By the numbers
FY26 Q2 revenue: $8.96 billion
6.6% growth year over year
Cardiovascular revenue: $3.44 billion
10.8% growth year over year
Diabetes: $757 million
10.3% growth year over year
Medtronic’s pulsed field ablation business took off last quarter as competition in the space continues to heat up nearly two years after products first launched.
PFA sales grew by more than 300% year over year in the U.S. and outside the U.S. in the second quarter of Medtronic’s fiscal 2026, according to materials released ahead of Tuesday’s earnings call. The company did not report specific sales figures.
The technology fueled growth for the company’s overall cardiac ablation solutions business, or CAS, where sales increased by 71% year over year organically in the fiscal second quarter. Medtronic’s CAS business is steadily climbing as PFA adoption continues: The unit’s sales grew by nearly 50% and 30% in the company’s previous two fiscal quarters.

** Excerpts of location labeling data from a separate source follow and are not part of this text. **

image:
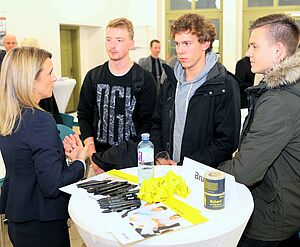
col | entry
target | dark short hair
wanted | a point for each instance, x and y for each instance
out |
(154, 41)
(280, 28)
(197, 25)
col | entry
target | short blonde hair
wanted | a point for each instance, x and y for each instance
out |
(122, 23)
(20, 68)
(31, 42)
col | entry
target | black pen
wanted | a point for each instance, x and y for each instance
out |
(120, 204)
(121, 209)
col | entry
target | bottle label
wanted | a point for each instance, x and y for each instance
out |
(146, 155)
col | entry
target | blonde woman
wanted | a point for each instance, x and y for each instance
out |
(33, 153)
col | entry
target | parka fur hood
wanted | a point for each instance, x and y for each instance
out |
(285, 73)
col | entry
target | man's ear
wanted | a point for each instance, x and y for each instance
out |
(205, 45)
(131, 44)
(280, 51)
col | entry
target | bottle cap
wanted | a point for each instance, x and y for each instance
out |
(145, 136)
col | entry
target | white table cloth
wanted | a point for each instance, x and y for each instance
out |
(224, 227)
(62, 91)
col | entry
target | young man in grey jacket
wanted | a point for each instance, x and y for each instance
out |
(268, 159)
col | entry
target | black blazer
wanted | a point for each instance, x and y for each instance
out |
(35, 170)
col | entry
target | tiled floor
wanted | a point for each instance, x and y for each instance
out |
(75, 238)
(76, 241)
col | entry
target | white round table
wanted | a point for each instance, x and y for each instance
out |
(224, 227)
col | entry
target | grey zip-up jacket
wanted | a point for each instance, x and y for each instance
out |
(268, 160)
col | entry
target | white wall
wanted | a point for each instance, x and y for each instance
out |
(41, 19)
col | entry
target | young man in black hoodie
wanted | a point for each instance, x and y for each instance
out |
(114, 105)
(198, 111)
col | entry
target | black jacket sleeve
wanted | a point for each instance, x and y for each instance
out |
(146, 103)
(86, 106)
(157, 121)
(117, 157)
(227, 128)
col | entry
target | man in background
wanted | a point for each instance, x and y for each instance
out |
(244, 73)
(153, 63)
(268, 159)
(117, 98)
(9, 42)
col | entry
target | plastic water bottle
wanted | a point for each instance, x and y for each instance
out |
(145, 158)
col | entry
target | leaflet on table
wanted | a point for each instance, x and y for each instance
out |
(193, 173)
(147, 221)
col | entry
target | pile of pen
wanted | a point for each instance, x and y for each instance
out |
(119, 194)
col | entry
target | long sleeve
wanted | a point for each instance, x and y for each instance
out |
(48, 158)
(86, 107)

PFA is one of the hottest areas in the medtech sector and has become a competitive battleground between some of the industry’s top companies. PFA is used to treat atrial fibrillation, a type of irregular heartbeat that can lead to strokes, and it is quickly replacing previous standard of care treatments like cryoablation and radiofrequency ablation.

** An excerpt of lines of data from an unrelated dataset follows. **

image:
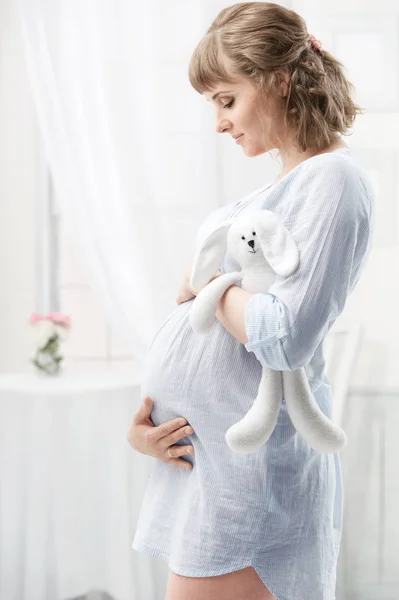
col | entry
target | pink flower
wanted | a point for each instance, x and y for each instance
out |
(34, 318)
(56, 318)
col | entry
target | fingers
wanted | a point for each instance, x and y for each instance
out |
(144, 411)
(181, 464)
(166, 429)
(176, 451)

Johnson & Johnson, Medtronic and Boston Scientific have PFA products on the market. And Abbott is working to get its own offering launched in the U.S., after receiving European authorization in March.
Medtronic CEO Geoff Martha told investors that the company is still in the early stages of the rollout for its PFA portfolio, and even greater growth could come in its fiscal third quarter for the CAS business.
The growth in PFA is in part due to the demand for Medtronic’s Affera system.
“Demand continues to be extremely high, as we hear repeatedly from customers that they want to purchase additional Affera systems to expand into even more of their labs. And in the vast majority of instances, when a new Affera system goes into a lab, we take the majority of the [atrial fibrillation] procedure share in that lab,” Martha said, adding that Medtronic doubled its installed base of Affera systems last quarter.
PFA now accounts for 75% of the company’s cardiac ablation revenue, and the technology’s growth „significantly offset” the 40% decline in Medtronic’s cryoablation business, CFO Thierry Piéton said.
Martha said that the electrophysiology ablation space is now at over $12 billion in sales and is growing in the mid-20% range. Medtronic currently has a low-double-digit share of the market, according to the CEO.
“We see a long runway to gain significant share and add meaningful growth,” added Martha.